Your daughter should not be moved down the ladder, she will feel bad enough just having her misdemeanor pointed out to her let alone the entire class.  If the school does not listen to you then you should contact PAS and ask a PAS SW explain it to the school.  It's not trivial, it's potentially damaging to her mental well-being and yes the school should bend the rules to support your daughter's needs.

Poor little pickle  

Good luck.
X


----------



## crazyspaniel (Sep 12, 2012)

Exactly what dame Edna said!!


----------



## notgivingup (Apr 13, 2012)

Thanks everyone. I will look that up dame Edna, thanks. She's a new teacher for LO and new to teaching, and there's a new head so it looks like meeting is on the cards for me next term. I just don't understand how shaming kids is good at any time, let alone our kids. If my boss put my name on a chart at work and told me off in front of everyone and moved me down a ladder I would be mortified despite a good understanding and perspective and secure background so why is it ok to go it to kids?!?  You've  reassured me I'm not making a mountain out of a molehill and will put on my 'I mean it' look in January. 
Thanks again.


----------



## Lorella (Jan 10, 2013)

Let us know how you get on. You will have your work cut out trying to change the behaviour policy of the school. They may consider putting a different behaviour management system in place for your LO so definitely worth a try. Speaking generally, the fact is you can't run a school without having some way of controlling and managing behaviour. A lot of schools have this kind of system now. I am not saying I agree with it or disagree with it. I have seen it work really well for some kids and not for others but we have moved a long way from being told to stand outside the classroom, or sit on a chair in the corner or stand in a corner with your back to the class.....or God forbid on the naughty mat in the corridor ( when I was at school!). 

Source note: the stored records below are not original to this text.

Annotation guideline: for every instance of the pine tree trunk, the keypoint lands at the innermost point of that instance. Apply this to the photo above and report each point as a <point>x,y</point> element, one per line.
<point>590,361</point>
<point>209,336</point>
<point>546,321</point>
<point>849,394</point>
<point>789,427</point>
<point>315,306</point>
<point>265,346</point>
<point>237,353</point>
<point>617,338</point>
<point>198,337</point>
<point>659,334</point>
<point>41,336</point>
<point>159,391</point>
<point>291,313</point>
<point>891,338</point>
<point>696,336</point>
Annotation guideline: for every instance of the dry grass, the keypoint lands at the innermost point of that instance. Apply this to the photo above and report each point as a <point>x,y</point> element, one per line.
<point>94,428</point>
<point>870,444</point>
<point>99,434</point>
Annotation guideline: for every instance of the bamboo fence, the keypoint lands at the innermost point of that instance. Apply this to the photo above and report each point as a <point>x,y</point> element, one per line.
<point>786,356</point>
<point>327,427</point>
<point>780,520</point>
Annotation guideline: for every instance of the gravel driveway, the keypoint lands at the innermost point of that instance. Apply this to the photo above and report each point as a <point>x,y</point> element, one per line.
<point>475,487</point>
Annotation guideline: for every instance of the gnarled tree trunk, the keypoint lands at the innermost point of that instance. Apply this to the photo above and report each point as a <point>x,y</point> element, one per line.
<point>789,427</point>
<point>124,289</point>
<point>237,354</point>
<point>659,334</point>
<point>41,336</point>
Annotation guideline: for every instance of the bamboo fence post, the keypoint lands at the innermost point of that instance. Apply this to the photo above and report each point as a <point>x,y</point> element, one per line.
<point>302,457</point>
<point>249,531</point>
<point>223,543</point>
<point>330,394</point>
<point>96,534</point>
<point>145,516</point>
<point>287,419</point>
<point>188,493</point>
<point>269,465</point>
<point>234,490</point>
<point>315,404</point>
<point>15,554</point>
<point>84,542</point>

I am just trying to give you the perspective from a teachers point of view. You can't manage a school without having some kind of sanctions. 

I do wish you good luck at your meeting x


----------



## notgivingup (Apr 13, 2012)

Thanks Lorella. I'll see how I get on. LO's last teacher who is currently on Mat leave never used these charts so I'm hoping it's not a school-wide policy. I also work in schools and my 'work kids'  (who generally have additional needs) really struggle with these reward charts too but I've never been in a position to ask for it to not to be used with a child. But I've also seen it work with those kids who have a stable background and secure underpinning - though these kids rarely seem to 'move down' the reward charts. 
I agree it's a long way from sitting outside the classroom but attachment theory and research around trauma has also come a long way - I'm guessing education system hasn't quite caught up yet. 
Will see how it goes and ask my sw for support if I need the all guns blazing approach! 
X 
Have a great Xmas everyone X


----------



## Lorella (Jan 10, 2013)

The education system is always a long way behind everything else! 
Ah if isn't a whole school policy then it should be much easier to tackle - good luck and happy Christmas x


----------